Inspired by prompt learning in NLP, we introduce a novel framework called CPLRec (Customized Prompt Learning for Recommendation). Unlike language tokens in NLP, recommendation data lacks clear semantic anchors. Moreover, user behavior is highly personalized, making it difficult to design universal prompts. Thus, our second challenge is to generate effective, personalized prompts that align with individual user preferences.
To address this, CPLRec utilizes user profiles, behavioral history, and attribute information to generate tailored prompts. We hypothesize that user interest evolves layer by layer in the model hierarchy. Hence, we introduce a Prompt Factor Gate (PFG) network to decompose and integrate prompt information at different layers. This supports the construction of layer-specific prompts that combine shared and task-specific cues. We further enhance controllability and reduce convergence collapse by introducing compactness-based regularization to constrain prompt representations.
2. Related Work
The rapid expansion of digital commerce has heightened the importance of recommender systems (RS) in improving user experience, increasing engagement, and boosting sales.
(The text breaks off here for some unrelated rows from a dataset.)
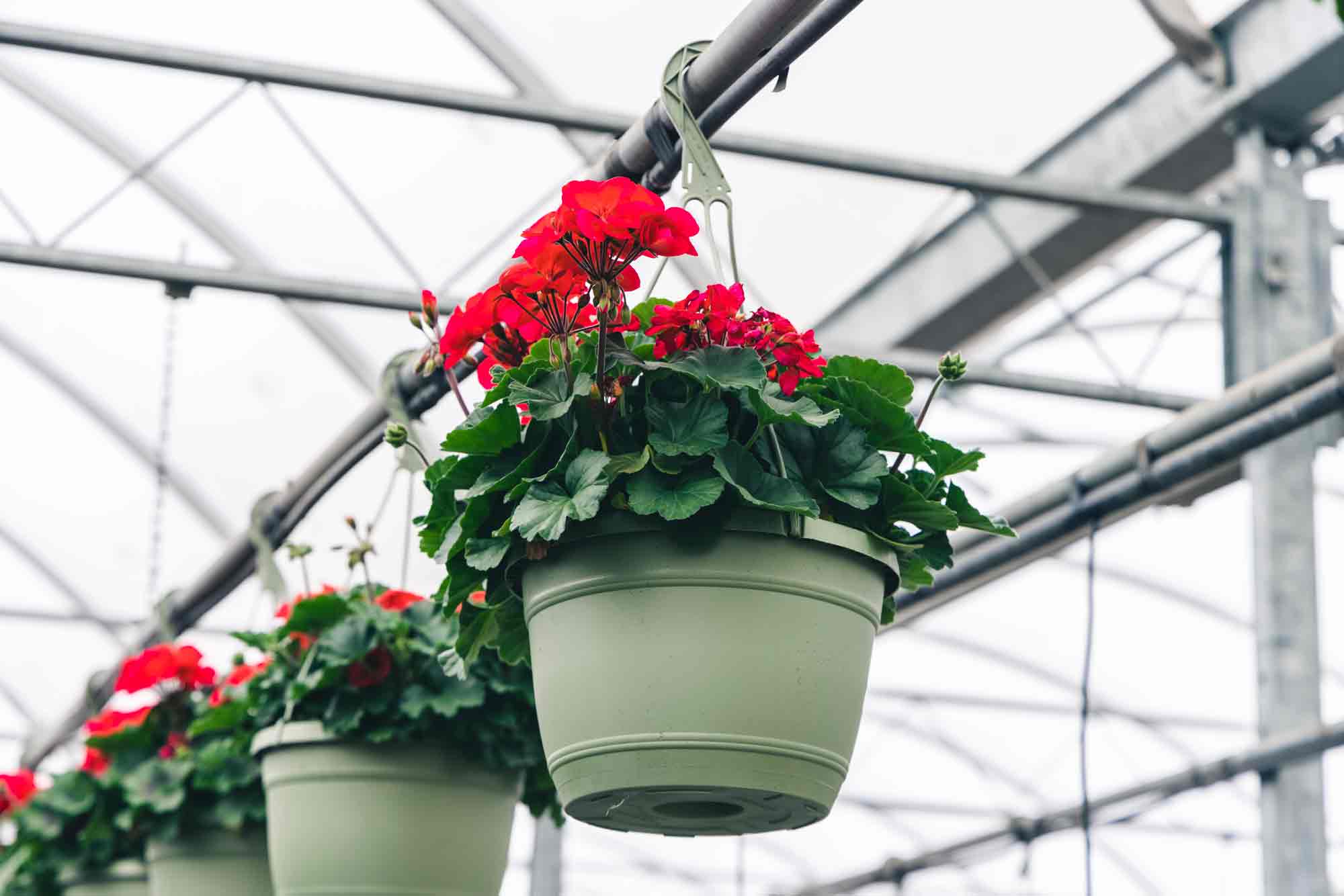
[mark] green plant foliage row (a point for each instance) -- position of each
(682, 439)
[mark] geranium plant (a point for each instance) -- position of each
(76, 825)
(679, 410)
(183, 760)
(377, 666)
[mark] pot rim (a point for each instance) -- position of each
(749, 521)
(217, 842)
(123, 870)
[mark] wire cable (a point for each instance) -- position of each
(1084, 705)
A wide array of approaches has emerged to enhance the accuracy, adaptability, and scalability of RS in e-commerce environments.
Pegah Malekpour Alamdari et al [
6]. conducted a systematic review of e-commerce recommender systems, analyzing papers from 2008 to 2019. They categorized algorithms into five types, including Content-Based Filtering, Collaborative Filtering, Demographic-Based Filtering, hybrid filtering, and Knowledge-Based Filtering. By identifying gaps and issues in traditional methods, they provided guidelines for future research. They also compared important issues, advantages, disadvantages, metrics, and review issues of selected papers, offering valuable insights for future studies.
Lijuan Xu et al [
7]. proposed an e-commerce platform recommendation model integrating random forest, GBDT and XGBoost to address info overload in online shopping. Experiments showed it reduces recommendation sparsity and boosts accuracy. Irem Islek et al [
8]. proposed a hierarchical recommendation system for e - commerce, whose DeepIDRS approach with a two - level structure showed at least 10% better performance than other review - based models, enhancing e - commerce recommendation system performance.
Javed U et al [
9]. comprehensively review content-based and context-aware recommender systems (CARS) in their paper, emphasizing core techniques, applications, and integration with semantic web technologies like ontology, OWL, and RDF. The paper focuses on overcoming limitations of traditional recommender systems by incorporating user context such as time, place, and companionship. It proposes semantic reasoning and ontologies to enhance basic keyword-based systems and highlights the importance of contextual information in dynamic environments.
Karn et al [
10]. propose a hybrid recommendation system that integrates hybrid sentiment analysis (SA) with a hybrid recommendation model (HRM). While addressing cold start and data sparsity issues, this approach uses sentiment-aware post-filtering to improve recommendation quality, though details are limited due to the article’s retraction.
Bączkiewicz et al [
11]. contributed a novel Multi-Criteria Decision-Making (MCDM) framework that combines five methods—TOPSIS-COMET, COCOSO, EDAS, MAIRCA, and MABAC—using the Copeland strategy to rank product alternatives. This hybrid DSS architecture, supported by CRITIC-based objective weighting and sensitivity analysis, enables nuanced product comparisons and enhances consumer decision support, especially in complex purchase scenarios with competing product attributes.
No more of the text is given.